Best way to deal with UTF-8 byte array fields?

mueller · **Joined:** Mon Mar 10, 2008 6:40 pm **Posts:** 114

It seems that our hibernate mapped fields (or at least the getters/setters) have to be byte arrays instead of Strings in order to use international characters (supplementary) with mysql and hibernate...
https://forum.hibernate.org/viewtopic.php?f=1&t=1003567&p=2428021

So byte arrays of UTF-8 characters at least reduces our memory usage for strings as now the vast majority of time (in our case) we'll have strings with the number of characters being the number of bytes of memory used. Whereas java Strings use up more than twice the number of bytes of memory as number of characters. Since the data we're dealing with takes up a tremendous amount of memory, this is important.

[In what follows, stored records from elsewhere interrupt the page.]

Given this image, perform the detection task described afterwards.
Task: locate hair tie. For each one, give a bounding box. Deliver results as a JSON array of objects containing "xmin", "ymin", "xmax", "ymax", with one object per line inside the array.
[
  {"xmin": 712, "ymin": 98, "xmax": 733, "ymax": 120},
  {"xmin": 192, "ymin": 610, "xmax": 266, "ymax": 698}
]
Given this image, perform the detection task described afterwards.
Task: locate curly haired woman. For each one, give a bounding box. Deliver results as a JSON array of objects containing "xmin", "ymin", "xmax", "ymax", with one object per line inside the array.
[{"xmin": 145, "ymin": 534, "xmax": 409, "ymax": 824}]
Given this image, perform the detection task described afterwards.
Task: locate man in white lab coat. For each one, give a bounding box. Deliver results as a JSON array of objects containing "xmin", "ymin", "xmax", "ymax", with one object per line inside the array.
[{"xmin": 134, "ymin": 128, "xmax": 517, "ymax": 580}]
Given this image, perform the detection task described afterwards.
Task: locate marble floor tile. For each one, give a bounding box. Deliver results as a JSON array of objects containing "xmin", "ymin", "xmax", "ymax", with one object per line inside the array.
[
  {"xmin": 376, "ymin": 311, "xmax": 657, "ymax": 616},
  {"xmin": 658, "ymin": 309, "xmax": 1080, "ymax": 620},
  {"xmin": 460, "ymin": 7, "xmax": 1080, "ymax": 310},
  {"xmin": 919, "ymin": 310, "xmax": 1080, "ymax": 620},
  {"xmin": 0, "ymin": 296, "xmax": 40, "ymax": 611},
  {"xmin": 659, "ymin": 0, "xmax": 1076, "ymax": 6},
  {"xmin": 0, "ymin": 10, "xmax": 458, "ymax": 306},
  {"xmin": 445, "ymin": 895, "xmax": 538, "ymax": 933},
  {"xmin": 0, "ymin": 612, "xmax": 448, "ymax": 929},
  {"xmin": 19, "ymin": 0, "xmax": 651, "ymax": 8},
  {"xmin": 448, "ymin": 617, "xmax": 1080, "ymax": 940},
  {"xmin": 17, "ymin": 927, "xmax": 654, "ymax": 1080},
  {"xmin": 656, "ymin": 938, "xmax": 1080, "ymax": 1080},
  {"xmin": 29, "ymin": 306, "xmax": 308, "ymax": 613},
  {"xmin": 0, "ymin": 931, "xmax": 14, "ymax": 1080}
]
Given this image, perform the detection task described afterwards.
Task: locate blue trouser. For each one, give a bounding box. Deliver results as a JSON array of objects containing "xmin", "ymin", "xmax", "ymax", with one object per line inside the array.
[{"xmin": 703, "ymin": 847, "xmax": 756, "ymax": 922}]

Now I need to modify our Hibernate Search mappings. I thought, easy enough, just make a byte array field bridge and convert the byte arrays to java Strings (and vice-versa). But now my memory usage actually increases compared to before because I'll still have the same Strings but also the new byte arrays. This can be a problem for us. I know they Strings will get garbage collected afterwards, but this kind of garbage collecting has been unusably slow for us.

So my question is, is there a better way to deal with UTF-8 byte arrays with Hibernate Search? Can Hibernate Search deal with them more directly, maybe without a field bridge?

sanne.grinovero · **Posted:** Wed Mar 31, 2010 3:13 am

sorry all internal code deals with Strings, so the quick answer is no.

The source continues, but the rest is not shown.